Puccini by Victor Herbert
Victor Herbert’s Orchestra
Puccini: Madame Butterfly—Fantasie
Recorded in 1911
America’s best-known composer of operettas was also a conductor of some distinction. After leaving the Pittsburgh Symphony, he founded his own orchestra, which recorded for Victor beginning in 1911. This is from that first session.
It would be hard to praise the Victor sound adequately. According to Paul Whiteman, whose memory was not always reliable, the essential part of the Victor acoustical recording process—the assembly with the diaphragm and stylus—was a secret so carefully guarded that it was committed to the hands of two engineers, a pair of brothers who lived together: they unscrewed the thing and took it home with them every night. [Update: Note a helpful comment below from “Pilsner Panther,” who helps sort the truth from the legend in Whiteman’s story.]

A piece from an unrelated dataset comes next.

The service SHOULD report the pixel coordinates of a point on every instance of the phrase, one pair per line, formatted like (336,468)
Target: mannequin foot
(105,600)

Victor Herbert’s orchestra, though reduced and rearranged a bit for acoustical recording, also deserves high praise. The better-known symphony orchestras are often ragged and out of tune on early recordings, but Herbert’s orchestra plays at the level we would expect from a symphony orchestra today. His arrangement of tunes from Puccini’s Madame Butterfly is as tasteful and effective as you would expect from a man who was himself a distinguished composer.